Businesses eye a giant ocean shipping alliance
There's big doings on the oceans these days, and big business is wondering about the ripple effects.
The world's three largest ocean carriers—Maersk Line, CMA CGM Group and Mediterranean Shipping—are forming an "alliance" on the trade routes connecting the world's three biggest economic centers: North America, Europe and Asia.
That means the carriers will share ships traveling on the Atlantic through the Suez and Panama canals into the Pacific. They will also share port facilities in transportation hubs from Shanghai to Los Angeles and New York, and on into Rotterdam, the Netherlands.
That worries the manufacturers and retailers that use shipping lines to send their products and supplies globally.
"It's enormous," said Bruce Carlton, president of the National Industrial Transportation League, a group that lobbies on transportation issues for U.S. businesses. "It's so big it raises immediate, obvious questions about the market implications, of pricing and competition among the carriers."
The so-called P3 alliance will give the three carriers control of about 43 percent of the Europe-Asia shipping market, 24 percent of the trans-Pacific, and 40 percent to 43 percent of the trans-Atlantic, according to figures cited by the Federal Maritime Commission, the U.S. agency that regulates ocean-shipping services.
"The fear most shippers are probably going to have is the sheer size of the thing," Simon Heaney of Drewry Shipping Consultants, said in an interview. "Alliances are nothing new, but this is taking it to another tier."
Maersk, based in Denmark; CMA CGA, based in France; and privately owned Mediterranean Shipping, based in Geneva, control about one-third of the world's shipping fleet, according to Drewry.

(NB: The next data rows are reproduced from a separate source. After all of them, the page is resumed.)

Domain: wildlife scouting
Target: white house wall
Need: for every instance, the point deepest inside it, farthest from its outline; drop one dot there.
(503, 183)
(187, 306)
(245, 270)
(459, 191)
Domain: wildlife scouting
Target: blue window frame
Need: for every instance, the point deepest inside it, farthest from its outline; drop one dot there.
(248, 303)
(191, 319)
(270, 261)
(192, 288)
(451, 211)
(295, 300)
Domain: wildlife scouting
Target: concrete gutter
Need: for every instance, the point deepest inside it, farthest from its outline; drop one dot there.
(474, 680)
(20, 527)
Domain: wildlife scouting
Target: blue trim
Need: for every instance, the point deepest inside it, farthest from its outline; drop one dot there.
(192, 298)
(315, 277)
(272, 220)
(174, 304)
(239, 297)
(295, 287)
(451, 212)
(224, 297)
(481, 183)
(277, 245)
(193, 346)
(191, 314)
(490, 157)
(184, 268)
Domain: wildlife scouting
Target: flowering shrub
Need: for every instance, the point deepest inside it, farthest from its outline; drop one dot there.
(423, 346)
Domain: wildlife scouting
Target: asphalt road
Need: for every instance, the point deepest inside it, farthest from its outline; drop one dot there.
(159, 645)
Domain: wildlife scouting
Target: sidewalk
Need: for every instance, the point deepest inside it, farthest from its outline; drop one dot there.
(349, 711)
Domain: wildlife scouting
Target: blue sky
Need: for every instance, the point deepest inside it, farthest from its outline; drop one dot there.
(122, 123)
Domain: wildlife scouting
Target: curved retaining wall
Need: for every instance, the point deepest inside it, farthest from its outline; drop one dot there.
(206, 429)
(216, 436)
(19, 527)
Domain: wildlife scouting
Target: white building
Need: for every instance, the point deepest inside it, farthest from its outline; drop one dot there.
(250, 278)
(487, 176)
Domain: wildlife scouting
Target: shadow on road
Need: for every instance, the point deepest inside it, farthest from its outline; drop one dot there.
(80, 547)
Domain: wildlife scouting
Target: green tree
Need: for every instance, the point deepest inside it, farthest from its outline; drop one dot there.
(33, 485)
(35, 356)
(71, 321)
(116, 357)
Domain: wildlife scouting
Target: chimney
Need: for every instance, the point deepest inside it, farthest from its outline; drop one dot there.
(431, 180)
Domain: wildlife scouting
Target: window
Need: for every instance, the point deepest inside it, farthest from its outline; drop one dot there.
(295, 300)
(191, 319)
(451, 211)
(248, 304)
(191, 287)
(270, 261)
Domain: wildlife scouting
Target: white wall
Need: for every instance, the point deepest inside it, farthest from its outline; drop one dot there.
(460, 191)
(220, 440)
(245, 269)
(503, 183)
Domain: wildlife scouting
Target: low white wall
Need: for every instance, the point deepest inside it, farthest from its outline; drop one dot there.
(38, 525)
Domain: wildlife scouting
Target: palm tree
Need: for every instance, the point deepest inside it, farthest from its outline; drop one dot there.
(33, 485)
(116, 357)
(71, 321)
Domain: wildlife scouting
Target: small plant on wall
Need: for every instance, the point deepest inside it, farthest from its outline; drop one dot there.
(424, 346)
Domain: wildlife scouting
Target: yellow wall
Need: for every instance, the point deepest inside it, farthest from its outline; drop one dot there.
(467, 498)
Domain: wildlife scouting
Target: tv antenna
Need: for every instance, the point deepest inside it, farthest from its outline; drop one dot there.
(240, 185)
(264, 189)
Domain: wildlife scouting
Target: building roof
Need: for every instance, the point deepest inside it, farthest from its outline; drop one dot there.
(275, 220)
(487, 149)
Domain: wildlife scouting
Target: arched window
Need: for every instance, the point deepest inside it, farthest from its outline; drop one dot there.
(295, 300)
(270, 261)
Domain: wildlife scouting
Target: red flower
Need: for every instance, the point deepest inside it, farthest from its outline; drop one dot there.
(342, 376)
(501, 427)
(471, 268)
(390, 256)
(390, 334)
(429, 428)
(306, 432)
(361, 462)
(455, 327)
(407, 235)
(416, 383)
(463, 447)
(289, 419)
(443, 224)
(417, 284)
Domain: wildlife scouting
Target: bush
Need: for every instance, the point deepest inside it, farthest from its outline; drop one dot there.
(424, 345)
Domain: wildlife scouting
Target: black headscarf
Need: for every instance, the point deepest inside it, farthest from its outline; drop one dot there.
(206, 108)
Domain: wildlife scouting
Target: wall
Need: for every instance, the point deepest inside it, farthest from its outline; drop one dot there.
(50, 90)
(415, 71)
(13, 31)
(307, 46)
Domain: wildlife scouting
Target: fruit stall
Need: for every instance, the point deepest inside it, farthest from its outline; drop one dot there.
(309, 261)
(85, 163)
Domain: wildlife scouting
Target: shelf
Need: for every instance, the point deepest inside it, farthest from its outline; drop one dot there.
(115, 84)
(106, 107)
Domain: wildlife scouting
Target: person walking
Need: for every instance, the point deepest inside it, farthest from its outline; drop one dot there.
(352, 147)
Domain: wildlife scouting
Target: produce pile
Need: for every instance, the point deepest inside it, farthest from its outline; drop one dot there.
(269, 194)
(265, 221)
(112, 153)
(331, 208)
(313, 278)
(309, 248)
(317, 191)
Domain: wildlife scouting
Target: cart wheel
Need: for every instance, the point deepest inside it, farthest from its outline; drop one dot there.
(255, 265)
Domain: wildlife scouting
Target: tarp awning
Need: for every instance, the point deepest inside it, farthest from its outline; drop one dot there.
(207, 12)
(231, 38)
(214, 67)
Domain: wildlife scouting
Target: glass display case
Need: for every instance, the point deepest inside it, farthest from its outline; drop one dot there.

The fourth largest is Taiwanese carrier Evergreen.
Past shipping alliances have been restricted to particular trade routes and economic theaters. The carriers have used such alliances as a selling point with their shipper customers, since the alliance, by pooling equipment, typically allows them to offer more frequent service to more ports.
Say you're a widgetmaker and you regularly ship your product to a retailer in Germany. You typically use X Ship Lines. But if X Ship Lines forms an alliance with Y Ship Lines, your widgets could now get to Germany on a Y Ship Lines vessel. Instead of waiting every two weeks to send your widgets to your retailer, you can now do it weekly. While the widgets may have traditionally been routed via Bremerhaven (because that's where X Ship Lines has a terminal), they can now go via Hamburg (closer to your retailer) because Y Ship Lines has a terminal there.
"Over the years, shippers have certainly benefited from these alliances," conceded Carlton of the NITL, which has 400 members. But in the case of this P3, "we really don't know anything about the economic impact or market impact."
It's transport pricing, one of the basic inputs of production, that's at the heart of business concerns.
"What the customer wants to hear is the impact on the bottom line," said Carlton in an interview. "Are prices going to go up or are prices going to go down?"
Shipping lines have historically been allowed to collude, but changes to regulatory regimes around the world and basic economic competition has eroded that pricing power.
In the meantime, various lines have been buying fuel-efficient and larger ships, adding to the general supply of capacity when demand—because of the flagging world economy—is down. That has depressed shipping prices and kept them volatile over the past few years.
"They simply can't control revenue at this time," said Drewry's Heaney. "It's all about being cost competitive now."
By sharing equipment but expanding service offerings, the P3 alliance is aimed right at containing costs, proponents argue.
"The three things the P3 gives us are coverage, frequency and stability," said a Maersk spokesman. "That's the value it provides not just us, but our customers as well."
Still, there are worries that the alliance could serve as a way for the three carriers to restrict supply, thereby driving up freight rates.
"One of my concerns relates to media reports that a combined east-west fleet of 346 vessels will be reduced to 255 vessels once the proposed Alliance is consummated," said Federal Maritime Commissioner William Doyle in a statement issued by the agency.
The commission is reviewing the P3 alliance proposal, as are regulatory authorities in Europe and Asia. Unless they move to block or hold up the alliance, the alliance will go into effect in the second quarter of 2014.